SALT - Wednesday, 23 Iyar 5781 - May 5, 2021

  • Rav David Silverberg
            The Torah in Parashat Behar discusses the various laws that apply during yovel – the jubilee year – including the return of sold lands to their original owners.  After presenting this law, the Torah proceeds to establish that the return of lands during yovel affects their sale price during the other years.  Since the transaction is inherently temporary, the value of the property will depend on when during the yovel cycle the land is purchased.  The same property sold forty years before the jubilee will have greater value than it would ten years later, because the buyer will have ten fewer years in which to benefit from it.  The Torah commands in this context, “al tonu ish et achiv” (25:14) – that buyers and sellers must act fairly in setting prices.  The simple meaning of the verse is that it forbids those who sell land to charge reasonable prices that take into account the number of years remaining until the yovel.  However, the Gemara (Bava Metzia 51a) establishes that this prohibition – “ona’a” – applies also to the buyer, and thus just as a seller may not charge an unreasonably high price for his merchandise, a buyer may not pay an unreasonably low price.
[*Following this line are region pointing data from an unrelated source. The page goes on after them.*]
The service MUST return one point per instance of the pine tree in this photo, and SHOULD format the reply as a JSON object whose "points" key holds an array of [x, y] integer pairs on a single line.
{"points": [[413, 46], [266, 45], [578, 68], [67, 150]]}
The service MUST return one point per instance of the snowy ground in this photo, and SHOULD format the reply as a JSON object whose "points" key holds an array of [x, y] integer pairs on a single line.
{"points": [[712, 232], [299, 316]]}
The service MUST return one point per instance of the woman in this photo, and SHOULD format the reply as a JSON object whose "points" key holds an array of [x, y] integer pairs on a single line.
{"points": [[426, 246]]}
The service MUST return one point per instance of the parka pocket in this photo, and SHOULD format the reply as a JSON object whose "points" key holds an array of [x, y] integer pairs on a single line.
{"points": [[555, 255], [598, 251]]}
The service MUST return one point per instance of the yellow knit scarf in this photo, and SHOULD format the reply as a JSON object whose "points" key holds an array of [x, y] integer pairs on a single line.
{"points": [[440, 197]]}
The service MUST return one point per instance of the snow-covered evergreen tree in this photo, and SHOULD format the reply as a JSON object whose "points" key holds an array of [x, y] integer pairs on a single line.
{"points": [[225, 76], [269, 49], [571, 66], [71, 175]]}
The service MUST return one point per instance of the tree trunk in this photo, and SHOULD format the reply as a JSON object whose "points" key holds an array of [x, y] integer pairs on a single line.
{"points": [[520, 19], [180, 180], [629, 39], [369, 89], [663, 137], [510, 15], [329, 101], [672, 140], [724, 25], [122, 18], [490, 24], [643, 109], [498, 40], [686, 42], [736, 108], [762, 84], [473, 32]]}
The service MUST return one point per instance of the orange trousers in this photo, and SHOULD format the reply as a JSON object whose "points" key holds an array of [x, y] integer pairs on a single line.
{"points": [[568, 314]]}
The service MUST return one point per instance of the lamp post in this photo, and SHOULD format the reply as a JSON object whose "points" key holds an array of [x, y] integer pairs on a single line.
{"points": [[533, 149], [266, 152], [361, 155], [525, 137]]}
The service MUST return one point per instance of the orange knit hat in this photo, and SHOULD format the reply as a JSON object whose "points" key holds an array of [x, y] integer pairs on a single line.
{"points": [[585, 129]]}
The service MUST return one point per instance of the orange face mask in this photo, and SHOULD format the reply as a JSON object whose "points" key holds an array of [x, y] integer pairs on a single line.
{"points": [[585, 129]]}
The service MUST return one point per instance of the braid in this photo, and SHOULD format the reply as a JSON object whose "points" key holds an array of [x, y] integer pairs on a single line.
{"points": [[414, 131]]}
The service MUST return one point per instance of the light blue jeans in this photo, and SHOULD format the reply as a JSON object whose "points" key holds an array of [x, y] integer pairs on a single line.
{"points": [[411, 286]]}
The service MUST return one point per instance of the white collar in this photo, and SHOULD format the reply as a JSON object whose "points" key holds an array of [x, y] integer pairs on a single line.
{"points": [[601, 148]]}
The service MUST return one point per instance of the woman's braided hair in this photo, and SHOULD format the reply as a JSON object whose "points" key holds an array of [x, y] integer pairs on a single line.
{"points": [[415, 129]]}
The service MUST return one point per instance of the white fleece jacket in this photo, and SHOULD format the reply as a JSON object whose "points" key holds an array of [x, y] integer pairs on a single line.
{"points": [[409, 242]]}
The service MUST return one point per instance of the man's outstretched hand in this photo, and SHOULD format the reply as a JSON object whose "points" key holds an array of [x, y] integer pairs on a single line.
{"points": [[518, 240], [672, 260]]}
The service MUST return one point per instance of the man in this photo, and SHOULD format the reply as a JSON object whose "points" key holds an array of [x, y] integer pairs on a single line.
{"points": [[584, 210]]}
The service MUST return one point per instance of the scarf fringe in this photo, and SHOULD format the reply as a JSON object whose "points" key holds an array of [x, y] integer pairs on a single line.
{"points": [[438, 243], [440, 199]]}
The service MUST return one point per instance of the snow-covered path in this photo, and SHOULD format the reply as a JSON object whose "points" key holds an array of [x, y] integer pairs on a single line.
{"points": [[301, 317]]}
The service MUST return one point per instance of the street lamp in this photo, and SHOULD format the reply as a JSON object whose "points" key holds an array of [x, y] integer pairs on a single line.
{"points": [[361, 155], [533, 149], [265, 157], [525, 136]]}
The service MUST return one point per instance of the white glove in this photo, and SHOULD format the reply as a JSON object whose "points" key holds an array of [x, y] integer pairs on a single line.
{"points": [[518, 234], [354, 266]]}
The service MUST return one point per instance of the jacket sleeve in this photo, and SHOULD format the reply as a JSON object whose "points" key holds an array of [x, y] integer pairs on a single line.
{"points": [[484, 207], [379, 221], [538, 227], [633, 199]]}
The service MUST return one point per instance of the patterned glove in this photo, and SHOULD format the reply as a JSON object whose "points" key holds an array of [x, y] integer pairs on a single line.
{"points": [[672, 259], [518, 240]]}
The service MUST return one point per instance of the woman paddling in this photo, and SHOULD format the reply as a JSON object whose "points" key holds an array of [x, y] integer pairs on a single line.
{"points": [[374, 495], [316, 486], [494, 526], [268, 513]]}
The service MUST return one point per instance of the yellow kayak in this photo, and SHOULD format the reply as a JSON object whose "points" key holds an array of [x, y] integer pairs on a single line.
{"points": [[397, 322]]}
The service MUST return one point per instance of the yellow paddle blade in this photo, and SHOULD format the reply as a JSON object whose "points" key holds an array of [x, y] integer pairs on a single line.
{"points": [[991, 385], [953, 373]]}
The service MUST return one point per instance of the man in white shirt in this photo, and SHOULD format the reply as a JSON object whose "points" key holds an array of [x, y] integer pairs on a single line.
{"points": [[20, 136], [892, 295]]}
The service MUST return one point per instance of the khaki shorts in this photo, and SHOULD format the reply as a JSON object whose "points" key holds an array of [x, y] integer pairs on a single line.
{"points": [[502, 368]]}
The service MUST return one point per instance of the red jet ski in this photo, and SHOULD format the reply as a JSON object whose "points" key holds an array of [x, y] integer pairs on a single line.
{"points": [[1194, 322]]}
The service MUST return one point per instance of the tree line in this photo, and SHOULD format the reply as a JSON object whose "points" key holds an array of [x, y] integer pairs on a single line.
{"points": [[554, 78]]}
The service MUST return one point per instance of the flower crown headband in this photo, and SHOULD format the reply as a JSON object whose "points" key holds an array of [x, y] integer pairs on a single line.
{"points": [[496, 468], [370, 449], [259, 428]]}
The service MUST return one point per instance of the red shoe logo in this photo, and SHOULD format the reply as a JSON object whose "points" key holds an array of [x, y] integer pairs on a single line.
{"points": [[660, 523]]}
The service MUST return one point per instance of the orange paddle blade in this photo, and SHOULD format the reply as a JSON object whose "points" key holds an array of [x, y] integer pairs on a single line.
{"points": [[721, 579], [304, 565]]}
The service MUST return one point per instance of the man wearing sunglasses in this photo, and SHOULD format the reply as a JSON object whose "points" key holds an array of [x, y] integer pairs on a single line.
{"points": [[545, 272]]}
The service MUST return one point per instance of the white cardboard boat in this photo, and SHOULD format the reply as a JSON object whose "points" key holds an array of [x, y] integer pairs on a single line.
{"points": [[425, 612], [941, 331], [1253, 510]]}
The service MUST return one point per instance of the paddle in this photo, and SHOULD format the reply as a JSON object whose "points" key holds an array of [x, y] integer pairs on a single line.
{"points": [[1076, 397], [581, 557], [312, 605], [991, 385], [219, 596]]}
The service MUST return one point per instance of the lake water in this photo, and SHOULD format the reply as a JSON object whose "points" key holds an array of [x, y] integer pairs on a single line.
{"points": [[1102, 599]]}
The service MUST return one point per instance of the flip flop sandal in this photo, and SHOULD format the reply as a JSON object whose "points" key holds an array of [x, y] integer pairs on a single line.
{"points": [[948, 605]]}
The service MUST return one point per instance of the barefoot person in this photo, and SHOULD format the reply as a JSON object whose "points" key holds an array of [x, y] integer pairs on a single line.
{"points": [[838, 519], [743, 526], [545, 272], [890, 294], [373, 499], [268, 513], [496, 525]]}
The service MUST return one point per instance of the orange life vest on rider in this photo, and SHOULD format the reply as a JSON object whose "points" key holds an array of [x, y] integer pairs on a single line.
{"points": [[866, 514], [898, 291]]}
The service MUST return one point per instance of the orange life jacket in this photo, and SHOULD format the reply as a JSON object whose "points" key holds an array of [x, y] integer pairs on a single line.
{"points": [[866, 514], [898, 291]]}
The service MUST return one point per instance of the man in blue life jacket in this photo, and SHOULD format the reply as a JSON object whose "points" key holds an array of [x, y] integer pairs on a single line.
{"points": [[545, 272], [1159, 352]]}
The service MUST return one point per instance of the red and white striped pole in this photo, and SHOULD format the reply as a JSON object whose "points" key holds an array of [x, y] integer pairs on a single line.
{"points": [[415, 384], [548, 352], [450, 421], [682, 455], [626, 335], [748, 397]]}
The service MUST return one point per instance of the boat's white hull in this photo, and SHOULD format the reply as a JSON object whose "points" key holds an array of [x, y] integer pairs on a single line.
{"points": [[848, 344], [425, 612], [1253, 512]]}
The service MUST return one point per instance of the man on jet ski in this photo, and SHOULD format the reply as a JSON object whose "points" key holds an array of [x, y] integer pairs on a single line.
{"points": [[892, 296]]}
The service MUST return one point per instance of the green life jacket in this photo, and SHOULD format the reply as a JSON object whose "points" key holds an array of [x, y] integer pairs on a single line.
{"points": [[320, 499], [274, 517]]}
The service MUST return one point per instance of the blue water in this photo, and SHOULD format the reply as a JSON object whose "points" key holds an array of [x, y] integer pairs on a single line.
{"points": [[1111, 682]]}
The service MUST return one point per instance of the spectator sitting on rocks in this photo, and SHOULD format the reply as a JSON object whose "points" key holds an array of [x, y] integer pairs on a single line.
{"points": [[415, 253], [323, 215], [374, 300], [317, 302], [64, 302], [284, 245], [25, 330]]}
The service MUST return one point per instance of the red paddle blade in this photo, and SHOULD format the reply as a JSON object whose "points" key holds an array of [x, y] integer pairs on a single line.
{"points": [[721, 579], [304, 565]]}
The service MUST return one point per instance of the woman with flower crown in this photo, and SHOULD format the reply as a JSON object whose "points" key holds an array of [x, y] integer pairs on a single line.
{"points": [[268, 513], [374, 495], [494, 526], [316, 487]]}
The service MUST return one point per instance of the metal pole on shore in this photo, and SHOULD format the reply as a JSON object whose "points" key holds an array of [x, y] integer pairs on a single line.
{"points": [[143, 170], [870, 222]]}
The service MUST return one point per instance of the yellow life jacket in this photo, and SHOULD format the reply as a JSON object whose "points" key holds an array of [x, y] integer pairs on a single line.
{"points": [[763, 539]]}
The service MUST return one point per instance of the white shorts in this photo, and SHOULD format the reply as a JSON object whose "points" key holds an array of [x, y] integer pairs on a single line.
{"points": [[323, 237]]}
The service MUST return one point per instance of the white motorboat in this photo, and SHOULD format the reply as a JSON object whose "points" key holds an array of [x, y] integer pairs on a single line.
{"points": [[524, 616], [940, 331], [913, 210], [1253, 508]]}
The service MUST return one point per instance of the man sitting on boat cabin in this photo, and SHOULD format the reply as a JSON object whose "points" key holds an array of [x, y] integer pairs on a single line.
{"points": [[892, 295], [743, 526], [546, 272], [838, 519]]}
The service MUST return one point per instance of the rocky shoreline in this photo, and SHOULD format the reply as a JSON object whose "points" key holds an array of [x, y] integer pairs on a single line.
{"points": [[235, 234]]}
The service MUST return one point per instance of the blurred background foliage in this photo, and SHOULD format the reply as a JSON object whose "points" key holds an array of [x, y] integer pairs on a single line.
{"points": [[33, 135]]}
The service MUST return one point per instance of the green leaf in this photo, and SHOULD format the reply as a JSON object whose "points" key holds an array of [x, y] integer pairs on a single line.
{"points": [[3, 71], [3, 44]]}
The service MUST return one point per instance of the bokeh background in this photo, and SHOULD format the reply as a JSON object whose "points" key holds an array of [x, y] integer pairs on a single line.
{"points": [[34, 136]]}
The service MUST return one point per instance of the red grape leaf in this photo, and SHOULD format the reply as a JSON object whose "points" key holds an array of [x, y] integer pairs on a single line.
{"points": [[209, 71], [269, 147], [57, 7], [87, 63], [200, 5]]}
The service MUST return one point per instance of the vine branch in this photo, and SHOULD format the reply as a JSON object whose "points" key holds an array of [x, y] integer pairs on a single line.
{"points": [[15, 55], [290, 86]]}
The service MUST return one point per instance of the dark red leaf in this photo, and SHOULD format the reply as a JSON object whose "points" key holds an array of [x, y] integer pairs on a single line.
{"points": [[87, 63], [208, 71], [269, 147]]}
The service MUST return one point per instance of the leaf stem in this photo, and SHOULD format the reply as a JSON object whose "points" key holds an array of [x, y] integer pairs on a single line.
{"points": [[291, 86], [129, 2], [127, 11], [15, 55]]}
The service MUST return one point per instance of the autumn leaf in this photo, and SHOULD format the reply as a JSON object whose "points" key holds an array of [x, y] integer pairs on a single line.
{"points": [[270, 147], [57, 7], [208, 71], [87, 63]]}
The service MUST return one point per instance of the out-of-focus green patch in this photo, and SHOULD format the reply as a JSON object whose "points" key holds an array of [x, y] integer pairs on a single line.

            While the technical prohibition of ona’a relates to fairness in the marketplace, warning buyers and sellers not to take advantage of the other party’s limited knowledge of the merchandise’s value, we might also point to a broader concept underlying this law.  Just as we must not deceive others by overpricing merchandise, likewise, we must avoid deceiving ourselves by overvaluing and overpaying for the many different kinds of “merchandise” available to us in this world.  Each day of our lives, we have decisions to make about how much time, effort and money to invest in different things.  We need to choose which material possessions to acquire, and how much we are prepared to pay for each.  We need to choose which relationships to invest in, and how much to invest in them.  And we need to choose which activities we wish to invest in, and how much of an investment to make.  The prohibition of ona’a warns that people are prone to being misled into paying unreasonably high prices for cheap property.  Just as a large, high-quality field outwardly appears valuable, but the imminent onset of yovel lowers its true value, likewise, many things in life seem very valuable, and worth a considerable investment, but in truth, they offer us minimal benefit.  We must therefore ensure not to “sell” ourselves “property” at an unreasonably high cost, not to “pay” more than we should for possessions and pursuits that offer us limited value.
            As mentioned, the prohibition of ona’a also forbids buyers from paying an unfairly low price for merchandise.  If we want to acquire something truly valuable, we must be prepared to pay for it in full.  Just as we must avoid the mistake of investing too much in things which offer little value, so must we avoid the mistake of investing too little in things which, if we pay the proper “price,” offer us great benefits.  When it comes to that which has true, eternal value, we must be willing and prepared to make a considerable investment.  The command of ona’a alerts us to the need to carefully determine the true value of all the available “merchandise” in the world, so we avoid paying too much for things that offer us little, and paying too little for things which are truly precious.